Clean energy improving camps for displaced people

Camps for refugees and internally displaced people are known for being dangerous, particularly for women. Thanks to a solar-energy initiative from the UN’s migration agency, this is beginning to change.

Energy is hard to come by in camps for internally displaced people (IDP), making access to energy a safety issue for women and girls, who often have to walk in the dark to use latrines and other water, sanitation and hygiene facilities.

This is why the International Organization for Migration launched a solar-energy initiative in early April, distributing 1,405 solar-powered lamps to people living in a camp for internationally displaced people (IDP) in northeastern Nigeria. The lamp is charged by affixing it to the roofs of the makeshift shelters that residents live in.

One of the people to receive a lamp is Huawa, who fled her home village of Adamari with her husband and four children in March, according to a UN news release. She told UN staff that she now feels safe when using the latrines at night. “The lamp helps me see the path when it’s dark, but I still need to be careful not to step on a lizard!” she jokes.

As Nigeria-based IOM programme manager Djamila Fatime Harine explains, the solar lamps offer more than just improved safety: “With solar lights, children can continue to learn without the health and safety risks of smoky firewood or kerosene lamps, which also pose health hazards such as burns and respiratory problems.”

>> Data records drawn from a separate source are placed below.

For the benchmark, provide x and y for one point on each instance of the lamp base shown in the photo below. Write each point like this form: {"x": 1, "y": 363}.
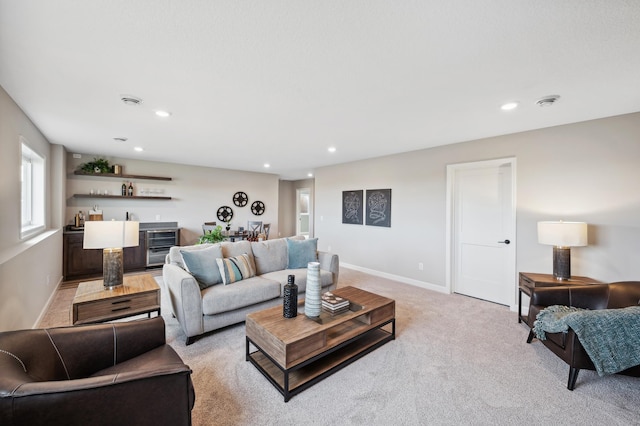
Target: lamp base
{"x": 112, "y": 267}
{"x": 562, "y": 263}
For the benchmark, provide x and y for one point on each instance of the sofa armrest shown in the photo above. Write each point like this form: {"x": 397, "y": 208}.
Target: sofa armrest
{"x": 330, "y": 262}
{"x": 185, "y": 298}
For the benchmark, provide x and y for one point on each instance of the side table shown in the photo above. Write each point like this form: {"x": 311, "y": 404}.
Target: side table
{"x": 93, "y": 302}
{"x": 528, "y": 281}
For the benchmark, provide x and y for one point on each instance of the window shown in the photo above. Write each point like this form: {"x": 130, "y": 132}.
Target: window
{"x": 32, "y": 197}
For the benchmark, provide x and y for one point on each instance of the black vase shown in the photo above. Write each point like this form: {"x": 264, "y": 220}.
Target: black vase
{"x": 290, "y": 299}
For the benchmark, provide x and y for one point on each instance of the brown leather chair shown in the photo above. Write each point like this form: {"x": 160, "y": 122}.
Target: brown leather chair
{"x": 599, "y": 296}
{"x": 104, "y": 374}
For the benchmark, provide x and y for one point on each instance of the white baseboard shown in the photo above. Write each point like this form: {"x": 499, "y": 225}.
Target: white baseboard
{"x": 417, "y": 283}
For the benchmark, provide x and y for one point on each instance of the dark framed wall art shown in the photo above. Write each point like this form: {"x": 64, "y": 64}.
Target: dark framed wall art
{"x": 352, "y": 206}
{"x": 378, "y": 212}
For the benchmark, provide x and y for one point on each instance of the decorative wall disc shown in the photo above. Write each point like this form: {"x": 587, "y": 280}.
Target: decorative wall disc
{"x": 240, "y": 199}
{"x": 225, "y": 213}
{"x": 257, "y": 208}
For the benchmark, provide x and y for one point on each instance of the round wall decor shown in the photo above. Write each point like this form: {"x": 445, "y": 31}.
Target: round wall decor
{"x": 257, "y": 208}
{"x": 225, "y": 213}
{"x": 240, "y": 199}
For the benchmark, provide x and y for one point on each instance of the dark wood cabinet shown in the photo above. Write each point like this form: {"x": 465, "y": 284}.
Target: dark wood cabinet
{"x": 136, "y": 257}
{"x": 79, "y": 263}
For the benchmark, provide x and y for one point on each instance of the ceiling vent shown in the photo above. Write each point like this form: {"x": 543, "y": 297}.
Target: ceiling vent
{"x": 131, "y": 100}
{"x": 547, "y": 101}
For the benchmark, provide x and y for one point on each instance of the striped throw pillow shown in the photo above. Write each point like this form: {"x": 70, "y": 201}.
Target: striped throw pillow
{"x": 236, "y": 268}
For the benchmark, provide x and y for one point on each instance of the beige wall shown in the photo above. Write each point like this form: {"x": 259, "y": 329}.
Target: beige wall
{"x": 587, "y": 171}
{"x": 30, "y": 269}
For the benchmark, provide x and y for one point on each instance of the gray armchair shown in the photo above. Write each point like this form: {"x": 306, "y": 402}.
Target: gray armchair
{"x": 104, "y": 374}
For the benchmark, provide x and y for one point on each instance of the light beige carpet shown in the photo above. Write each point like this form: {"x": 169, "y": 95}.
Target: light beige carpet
{"x": 456, "y": 360}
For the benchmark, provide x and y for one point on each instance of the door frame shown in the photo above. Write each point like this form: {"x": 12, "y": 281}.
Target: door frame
{"x": 451, "y": 236}
{"x": 307, "y": 191}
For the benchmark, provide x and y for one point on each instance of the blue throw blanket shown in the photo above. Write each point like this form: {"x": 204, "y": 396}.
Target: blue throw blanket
{"x": 611, "y": 337}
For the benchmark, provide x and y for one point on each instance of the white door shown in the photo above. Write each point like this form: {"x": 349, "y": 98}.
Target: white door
{"x": 303, "y": 201}
{"x": 483, "y": 230}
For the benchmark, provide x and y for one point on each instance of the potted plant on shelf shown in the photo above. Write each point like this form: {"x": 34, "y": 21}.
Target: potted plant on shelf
{"x": 214, "y": 236}
{"x": 98, "y": 165}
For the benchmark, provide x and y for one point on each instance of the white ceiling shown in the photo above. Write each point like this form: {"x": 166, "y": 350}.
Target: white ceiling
{"x": 254, "y": 82}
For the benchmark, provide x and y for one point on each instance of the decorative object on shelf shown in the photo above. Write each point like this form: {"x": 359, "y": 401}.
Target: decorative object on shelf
{"x": 290, "y": 298}
{"x": 98, "y": 165}
{"x": 312, "y": 296}
{"x": 257, "y": 208}
{"x": 213, "y": 236}
{"x": 562, "y": 236}
{"x": 240, "y": 199}
{"x": 225, "y": 214}
{"x": 111, "y": 236}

According to the UN, its agencies and other humanitarian organizations are teaming up elsewhere to power refugee camps with renewable energy. For example, a solar plant has been providing clean, reliable electricity to over 100,000 Syrian refugees since 2017 at two UNHCR refugee camps in Jordan. Although the project cost $17.5 million to build, it now saves the UN refugee agency some $12.5 million per year in energy costs and reduces carbon emissions by around 20,000 tonnes per year.

And in South Sudan, a UN-protected base now uses a solar-powered pump to provide some 29,000 displaced people and 300 humanitarian workers without around 20 litres of water every day.

A group of UN-related bodies have made the switch to clean energy a priority to achieve Goal 7 of the UN’s 2030 Agenda for Sustainable Development: safe access to affordable, reliable, sustainable and modern energy services for all displaced people.